From time to time someone asks in Cherokee’s mailing list how to run a CGI with a different user than the one running Cherokee.
It’s a problem, because once Cherokee has dropped privileges and it’s being run, let’s say, by www-data user, it can’t run the CGI as a different user because that can be done only by root.
This morning I thought about SUID executables, which using a special bit in the file system, can be executed as a different user without being root. For example:
$ cp /usr/bin/id myid $ sudo chown nobody:nobody myid $ sudo chmod +s nobody:nobody myid $ ./myid uid=500(reidrac) gid=500(reidrac) euid=99(nobody) egid=99(nobody) grupos=11(cdrom),63(audio),500(reidrac) context=unconfined_u:unconfined_r:unconfined_t:s0-s0:c0.c1023
Thanks to the SUID bit I’m running the id executable using a different user (nobody in this case), and I don’t need to be root.
This can be an obvious security problem, so most UNIX systems doesn’t allow to run SUID scripts.
But anyway, it would be interesting to have a tool that allows a user to run a set of commands as a different user (yes, you got it: SUDO), so I wrote a small tool to do it: suidexec (yes, I know it’s not a great name).

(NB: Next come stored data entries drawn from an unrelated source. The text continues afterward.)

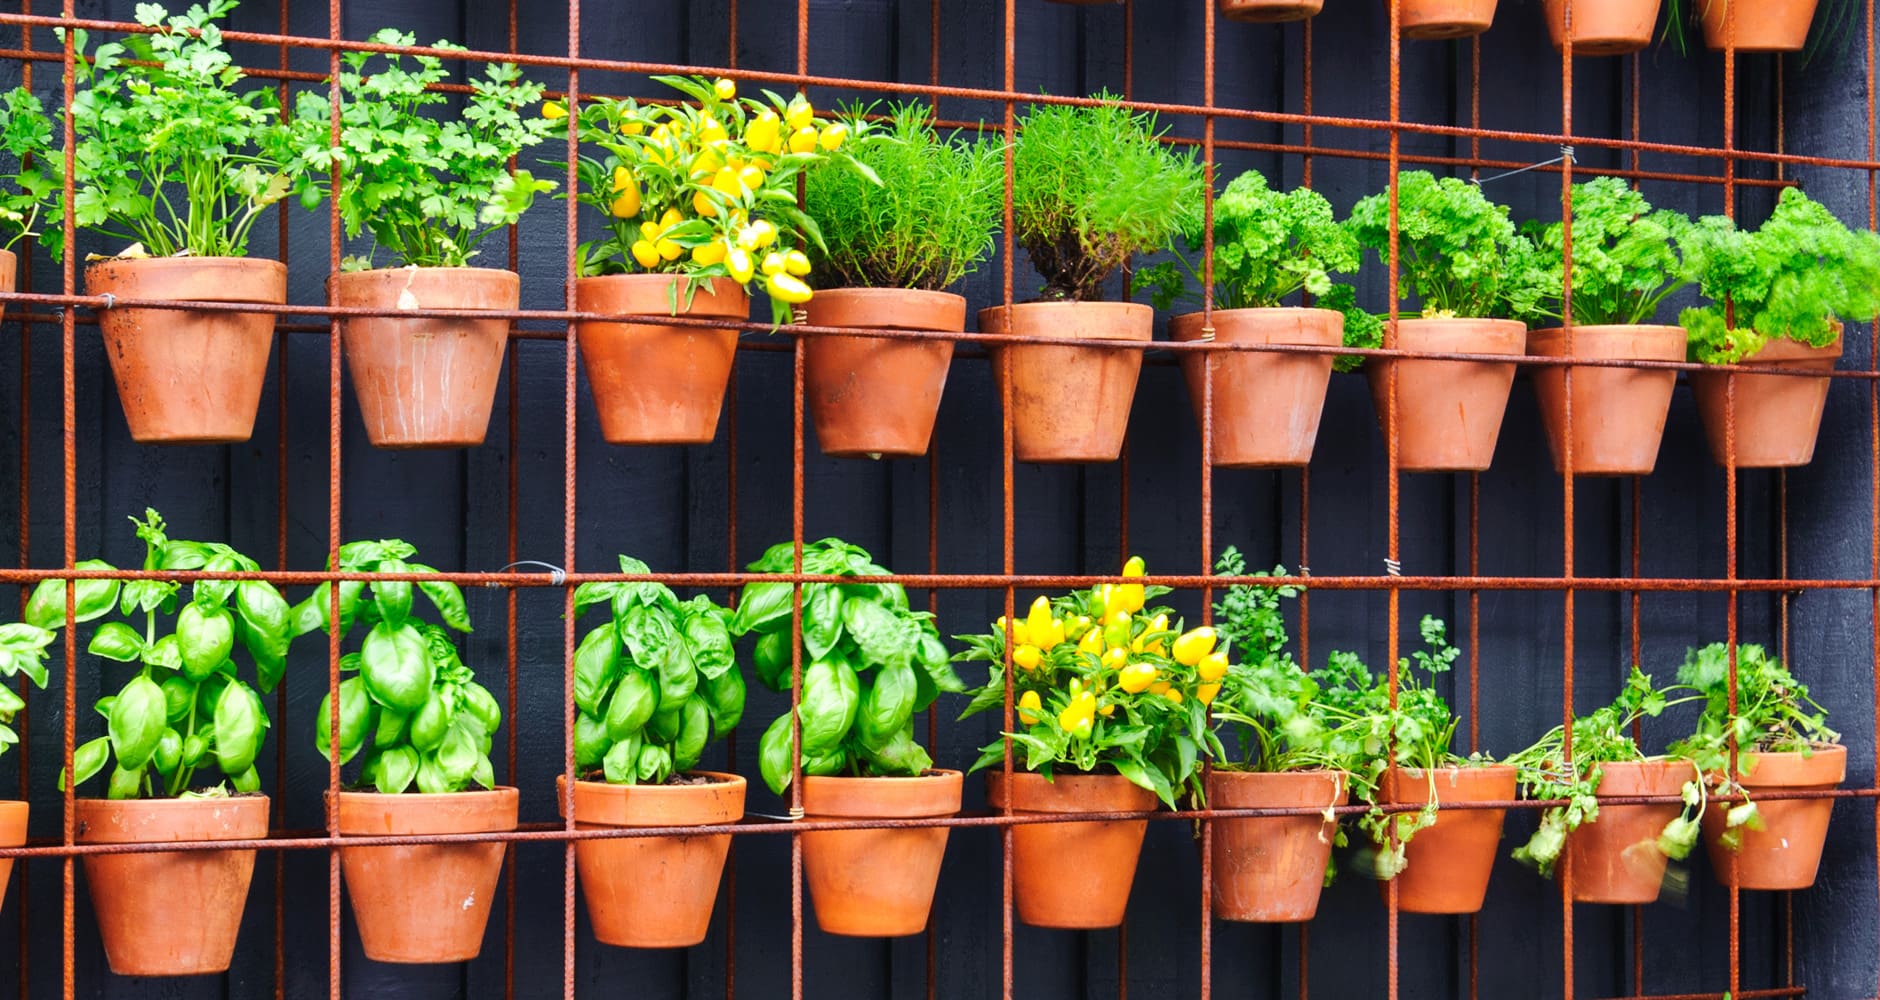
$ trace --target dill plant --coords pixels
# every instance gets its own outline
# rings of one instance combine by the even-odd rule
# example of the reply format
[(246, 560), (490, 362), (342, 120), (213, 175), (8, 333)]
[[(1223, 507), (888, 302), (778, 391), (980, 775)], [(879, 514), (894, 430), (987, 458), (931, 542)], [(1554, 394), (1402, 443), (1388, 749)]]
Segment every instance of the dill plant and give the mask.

I’ve used GLib to parse a configuration file to provide a simple ACL mechanism, and it can be used as easy as:
- Copy the tool into a different name, for example:
suidexec_cgi. - Setup the file system permissions:
chown nobody:nobody suidexec_cgi && chmod +s suidexec_cgi. - Edit
/etc/suidexec.confto allowwww-datato run yourCGI:[suidexec_cgi] commands = /var/www/cgi/mycgi.pl www-data = true
- Configure Cherokee to run the CGI wrapped in
suidexec:suidexec_cgi /var/www/cgi/mycgi.pl -- extra_argument.
I don’t know if it’s a good idea (kind of reinventing the wheel), but it’s easier to setup than SUDO and may be it’ll be useful for someone.